Excluding bonuses, average wages were 6 per cent higher than a year earlier over the same period, also unchanged from an upwardly revised estimate for the three months to February and higher than the expected 5.9 per cent.
Despite the strength in earnings, the data also showed a softening jobs market in which vacancies continued to fall, payrolled employment was virtually flat and the number of people claiming unemployment benefits edged up.
The ONS said the unemployment rate rose to 4.3 per cent, in line with analysts’ expectations, with the employment rate steady at 74.5 per cent — sharply down on the previous quarter and from a year earlier.
Speaking after the publication of the new statistics, Huw Pill, BoE chief economist, said he was seeing a labour market that is easing, as shown by higher unemployment and lower vacancies, but still tight by historical standards.
Across a range of wage indicators, pay growth did appear to be declining he went on, but was still above levels consistent with the 2 per cent inflation target being met sustainably.
“It’s clear that the job is not yet done — some restriction is still required, and the timing and extent of any cuts in bank rate will only be able to be assessed when we have more evidence,” he said.
Traders in swaps markets slightly increased the probability of a BoE rate cut by June to just over 50 per cent.
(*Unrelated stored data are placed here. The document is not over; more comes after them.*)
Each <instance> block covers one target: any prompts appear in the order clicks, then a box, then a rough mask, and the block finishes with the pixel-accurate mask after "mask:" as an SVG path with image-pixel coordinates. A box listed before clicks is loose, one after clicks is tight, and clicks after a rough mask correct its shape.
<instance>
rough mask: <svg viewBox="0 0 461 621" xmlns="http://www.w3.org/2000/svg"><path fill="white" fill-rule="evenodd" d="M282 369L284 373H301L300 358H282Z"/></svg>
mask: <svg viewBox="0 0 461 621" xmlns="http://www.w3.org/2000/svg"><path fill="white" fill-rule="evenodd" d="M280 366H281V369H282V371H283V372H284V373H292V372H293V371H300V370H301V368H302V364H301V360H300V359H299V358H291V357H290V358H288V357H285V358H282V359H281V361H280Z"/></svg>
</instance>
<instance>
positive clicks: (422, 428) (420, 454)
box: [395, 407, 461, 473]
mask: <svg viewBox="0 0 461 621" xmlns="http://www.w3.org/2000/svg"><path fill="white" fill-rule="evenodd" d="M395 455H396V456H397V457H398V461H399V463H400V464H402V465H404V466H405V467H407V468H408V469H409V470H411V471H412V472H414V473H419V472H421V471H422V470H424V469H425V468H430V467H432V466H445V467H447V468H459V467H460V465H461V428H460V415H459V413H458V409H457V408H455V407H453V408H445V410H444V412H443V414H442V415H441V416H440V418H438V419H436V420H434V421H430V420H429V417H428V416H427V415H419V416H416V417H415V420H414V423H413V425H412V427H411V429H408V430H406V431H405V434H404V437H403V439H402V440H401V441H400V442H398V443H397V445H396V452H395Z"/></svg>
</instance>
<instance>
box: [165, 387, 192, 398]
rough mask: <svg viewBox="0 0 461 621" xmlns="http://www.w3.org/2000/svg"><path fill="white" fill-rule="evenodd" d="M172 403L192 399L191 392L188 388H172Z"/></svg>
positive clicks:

Investors held bets that the central bank would deliver two quarter-point cuts by the end of the year.
Sterling initially brushed off the figures before sliding after Pill’s comments, down 0.2 per cent against the dollar on the day at $1.253.
BoE rate-setters have been wary of reading too much into official figures on the jobs market in recent months due to deep-seated problems with the ONS’s labour force survey, and volatility in the figures on earnings — even though the latter are based on a separate survey.
However, the broad picture of a slowdown in hiring and persistently strong wage pressures in the run-up to a bumper increase in the statutory minimum wage is consistent with other surveys and data sources.
The figures will do little to resolve the divisions between members of the Monetary Policy Committee who voted last week by seven to two to hold interest rates at a 16-year high of 5.25 per cent.
Minutes of the meeting suggested some MPC members wanted to see more evidence of pay pressures easing before starting to cut rates. But Andrew Bailey, BoE governor, said the MPC expected inflationary pressures to fade “slightly faster” than previously assumed, with businesses becoming less able to pass higher costs on to consumers.
Monetary policymakers view the strength of the jobs market as critical to the inflation outlook because rapid wage growth in areas where workers are scarce has been a big factor fuelling prices in the labour-intensive service sector over the past year.